An energy conservation argument tells you nothing unless you know there is nothing else the energy is going to.

I came back to this problem a few years later, and I finally figured out what was wrong.

First of all, the Poynting vectors are indeed conserved across the boundary (placed at $$z = 0$$), but you cannot use the $$\vec{S}_{1i}$$ and $$\vec{S}_{1r}$$ vectors independently in the energy conservation equation. This is because there is interference between the incident and reflected waves, which causes a standing wave pattern in medium 1, whose average intensity is position-dependent.

In general, interference effects cause the intensity of the sum of two waves to be different from the sum of the intensities of the two waves. The interference means that you cannot simply say $$\langle S_{1i}\rangle = \langle S_{1r}\rangle + \langle S_2\rangle$$ or $$(1 - |\Gamma|^2)\langle S_{1i}\rangle = \langle S_2\rangle$$

Let $$\vec{S}_1$$ be the total Poynting vector in medium 1, and $$\vec{S}_2$$ the same for medium 2.

By definition, $$\vec{S}_1 = \vec{E}_1 \times \vec{H}_1$$ where $$\vec{E}_1$$, $$\vec{H}_1$$ are the total electric and magnetic fields in medium 1. Assuming the interface between medium 1 and 2 has no current sheets ($$\vec{K}_s = \vec{0}$$), then the boundary conditions imply that $$\vec{E}_1 = \vec{E}_2$$ and $$\vec{H}_1 = \vec{H}_2$$. Therefore we clearly must also have $$\vec{S}_2 = \vec{S}_1$$, and intensity is conserved across the interface (at $$z = 0$$).

This means we should still be able to say that $$\langle S_1\rangle = \langle S_2\rangle$$ (at $$z = 0$$, again). So how do we correctly find $$\langle S_1\rangle$$ given $$\langle S_{1i}\rangle$$?

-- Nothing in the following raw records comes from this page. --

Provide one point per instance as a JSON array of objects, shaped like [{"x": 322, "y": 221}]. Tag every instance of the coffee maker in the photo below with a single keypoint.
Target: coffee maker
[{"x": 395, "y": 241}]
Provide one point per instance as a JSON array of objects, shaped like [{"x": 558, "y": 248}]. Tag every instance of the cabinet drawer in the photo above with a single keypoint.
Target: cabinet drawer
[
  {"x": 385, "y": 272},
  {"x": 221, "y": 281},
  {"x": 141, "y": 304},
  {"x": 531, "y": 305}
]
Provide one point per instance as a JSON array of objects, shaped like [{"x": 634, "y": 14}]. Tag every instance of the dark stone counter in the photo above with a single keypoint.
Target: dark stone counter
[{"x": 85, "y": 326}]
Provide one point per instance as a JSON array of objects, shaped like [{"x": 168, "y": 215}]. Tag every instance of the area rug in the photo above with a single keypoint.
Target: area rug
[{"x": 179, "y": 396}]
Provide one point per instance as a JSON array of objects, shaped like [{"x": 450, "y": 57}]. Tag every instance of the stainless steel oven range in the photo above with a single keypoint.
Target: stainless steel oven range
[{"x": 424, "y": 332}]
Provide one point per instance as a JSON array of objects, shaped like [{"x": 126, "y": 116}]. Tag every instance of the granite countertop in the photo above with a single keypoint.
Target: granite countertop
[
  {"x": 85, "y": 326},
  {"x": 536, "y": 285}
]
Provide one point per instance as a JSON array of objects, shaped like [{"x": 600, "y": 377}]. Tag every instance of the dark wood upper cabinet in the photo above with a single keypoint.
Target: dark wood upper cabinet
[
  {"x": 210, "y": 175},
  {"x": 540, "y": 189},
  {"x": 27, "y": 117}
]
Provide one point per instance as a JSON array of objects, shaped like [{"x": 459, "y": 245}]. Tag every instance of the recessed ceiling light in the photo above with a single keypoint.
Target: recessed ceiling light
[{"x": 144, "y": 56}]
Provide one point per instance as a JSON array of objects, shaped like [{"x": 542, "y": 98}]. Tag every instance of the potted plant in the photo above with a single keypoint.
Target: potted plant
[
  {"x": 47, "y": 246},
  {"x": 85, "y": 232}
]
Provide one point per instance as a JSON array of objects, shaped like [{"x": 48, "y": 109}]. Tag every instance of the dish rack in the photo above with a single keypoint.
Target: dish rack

The incident wave in medium 1 propagates in the $$\hat{z}$$ direction, with $$\vec{E}_{1i}$$ in $$\hat{x}$$ and $$\vec{H}_{1i}$$ in $$\hat{y}$$. Moreover, in phasor form we know that $$\mathbf{H}_{1i} = \frac{\mathbf{E}_{1i}}{\eta_1}$$

The reflected wave in medium 1 propagates in the $$-\hat{z}$$ direction, with $$\vec{E}_{1r}$$ again in $$\hat{x}$$. This implies $$\vec{H}_{1r}$$ is in $$-\hat{y}$$, because the direction of the wave has been flipped. In phasor form, we thus have $$\mathbf{H}_{1r} = -\frac{\mathbf{E}_{1r}}{\eta_1}$$. In addition, we know that $$\mathbf{E}_{1r} = \Gamma\mathbf{E}_{1i}$$, and hence $$\mathbf{H}_{1r} = -\Gamma\mathbf{H}_{1i}$$.

The total phasors in medium 1 are then $$\mathbf{E}_1 = \mathbf{E}_{1i} + \mathbf{E}_{1r} = (1 + \Gamma)\mathbf{E}_{1i}$$ and $$\mathbf{H}_1 = \mathbf{H}_{1i} + \mathbf{H}_{1r} = (1 - \Gamma)\mathbf{H}_{1i}$$.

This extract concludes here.